Nova York também investiu em identificar vazamentos
nas tubulações centenárias e em materiais educativos para a população e
estudantes, para conscientizar sobre a importância da conservação da natureza e
do cuidado com o entorno e áreas verdes urbanas. Hoje, a cidade possui um
programa chamado PlaNYC, cuja meta é oferecer a cada habitante um espaço
público verde a no máximo dez minutos de caminhada de sua casa até 2030.
Áreas rurais
Embora alguns problemas tenham em sua origem o
rápido crescimento populacional característico das grandes metrópoles, as
médias e pequenas cidades também se beneficiam ao colocarem a natureza no
centro de seu planejamento, estejam elas em áreas urbanas ou rurais. Segundo o
Instituto Brasileiro de Geografia e Estatística (IBGE), de todos os municípios
do Brasil, apenas 49 têm mais de 500 mil habitantes e somente 17 passam de 1
milhão.
Nas áreas rurais, por exemplo, é importante a
utilização de técnicas sustentáveis de agricultura, como o plantio direto ou a
rotação de culturas, de forma a reduzir a perda de solo por erosão, manter ou
até melhorar a fertilidade do solo e evitar problemas como a compactação e até
a desertificação. A questão hídrica também é considerada, especialmente em
municípios que pertencem a regiões metropolitanas. "Muitas vezes, a mesma
bacia hidrográfica que abastece uma cidade grande serve também às menores.
Nesse caso, uma população depende uma da outra. O mesmo ocorre com a poluição
da água, do solo ou do ar. Não adianta uma cidade cuidar bem das nascentes e
rios e ter um grande programa de conservação de solo, se as outras cidades que
estão na mesma bacia hidrográfica ou rio acima não conservarem esses recursos
também, pois os impactos da erosão e da poluição das águas afeta a todos que
estão rio abaixo ou que dependem da água daquela bacia", diz Ferretti.
Outro ponto a ser observado é o saneamento básico.
O alto custo para a universalização desse serviço essencial acaba prejudicando
os municípios menores, que geralmente não têm orçamento suficiente para arcar
com os custos de uma obra de infraestrutura. Sem coleta e tratamento de água e
esgoto, muitos dejetos e outros materiais poluentes acabam indo parar nos rios
e oceanos, colocando em risco a biodiversidade marinha.
É também nas cidades menores que se localiza boa
parte do patrimônio cultural e natural do país, havendo, portanto, a
necessidade de que essas prefeituras criem esforços para proteger esses bens.

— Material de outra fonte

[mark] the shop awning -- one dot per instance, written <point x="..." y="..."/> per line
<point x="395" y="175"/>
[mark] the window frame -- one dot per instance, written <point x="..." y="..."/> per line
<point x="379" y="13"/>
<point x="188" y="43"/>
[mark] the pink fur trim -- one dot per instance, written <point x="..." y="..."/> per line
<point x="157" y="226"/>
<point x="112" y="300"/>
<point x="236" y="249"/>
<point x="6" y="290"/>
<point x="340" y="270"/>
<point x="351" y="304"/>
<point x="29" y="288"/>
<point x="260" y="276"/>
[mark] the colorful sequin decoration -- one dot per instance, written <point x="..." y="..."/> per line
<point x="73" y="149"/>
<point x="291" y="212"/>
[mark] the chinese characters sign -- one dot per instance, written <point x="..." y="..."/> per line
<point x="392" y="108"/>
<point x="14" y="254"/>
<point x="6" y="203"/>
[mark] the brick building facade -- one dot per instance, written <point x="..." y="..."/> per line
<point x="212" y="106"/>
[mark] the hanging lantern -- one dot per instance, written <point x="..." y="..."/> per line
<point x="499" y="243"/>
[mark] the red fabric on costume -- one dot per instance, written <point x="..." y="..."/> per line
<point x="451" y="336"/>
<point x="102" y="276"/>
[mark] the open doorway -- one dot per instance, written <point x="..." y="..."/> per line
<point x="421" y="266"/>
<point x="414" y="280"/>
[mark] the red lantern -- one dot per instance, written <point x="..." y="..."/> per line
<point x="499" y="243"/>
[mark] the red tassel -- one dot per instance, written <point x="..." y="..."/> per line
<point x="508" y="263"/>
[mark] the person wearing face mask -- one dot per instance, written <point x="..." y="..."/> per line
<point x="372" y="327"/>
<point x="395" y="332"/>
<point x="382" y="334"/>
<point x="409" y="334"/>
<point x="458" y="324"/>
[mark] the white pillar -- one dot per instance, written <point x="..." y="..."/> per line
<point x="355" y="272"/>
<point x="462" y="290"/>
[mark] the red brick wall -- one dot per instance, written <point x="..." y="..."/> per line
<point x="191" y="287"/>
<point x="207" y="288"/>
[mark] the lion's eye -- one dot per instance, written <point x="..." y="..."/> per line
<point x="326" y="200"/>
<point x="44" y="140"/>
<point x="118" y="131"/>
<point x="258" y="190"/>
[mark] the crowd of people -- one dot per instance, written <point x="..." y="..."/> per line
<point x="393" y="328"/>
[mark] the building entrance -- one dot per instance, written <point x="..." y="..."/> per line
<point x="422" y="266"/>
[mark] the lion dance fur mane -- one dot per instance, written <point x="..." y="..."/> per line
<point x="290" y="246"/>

Uma das soluções que os especialistas em conservação costumam defender é a
integração dos patrimônios às atividades, como o turismo de natureza, criando
uma situação em que a proteção dessas áreas resulte na geração local de emprego
e renda.
Educação
Investir em educação é outra ação importante que
prefeitos e vereadores devem tomar para construir cidades mais inteligentes. Em
2016, a Organização das Nações Unidas para a Educação, a Ciência e a Cultura
(Unesco) publicou o Relatório
de Monitoramento da Educação Global. Segundo o documento, numa pesquisa com
119 países, pessoas com mais escolaridade foram mais capazes de identificar
fatores ambientais em 58% das nações. Ainda de acordo com o estudo, indivíduos
com acesso às ferramentas de comunicação também são mais conscientes,
demonstrando a importância da informação e das tecnologias de comunicação na
educação ambiental.
“É preciso promover uma integração das crianças com
os ambientes, levando os alunos para os espaços públicos, as áreas verdes,
conhecer os patrimônios naturais, históricos e culturais da cidade em que eles
vivem. Sem conhecimento, não há conservação”, diz Ferretti, ressaltando a
importância de os eleitores conhecerem e cobrarem de seus candidatos
estratégias e planos de governo que tenham soluções baseadas na natureza entre
as ações.
Ele destaca que a ampliação de áreas verdes nas
cidades, além de gerar mais opções de lazer e melhorar a qualidade de vida das
pessoas, se traduz em maior resiliência diante de eventos climáticos extremos,
como tempestades e estiagens, e mais benefícios econômicos para os cofres
públicos. Um estudo do Serviço Florestal dos Estados Unidos mostrou que
residências em ruas arborizadas adicionava, em média, US$ 9 mil ao preço dos
imóveis na cidade de Portland. Num cenário que considera todas as casas em ruas
arborizadas, a arrecadação da prefeitura com impostos prediais teria um
incremento de US$ 54 milhões por ano.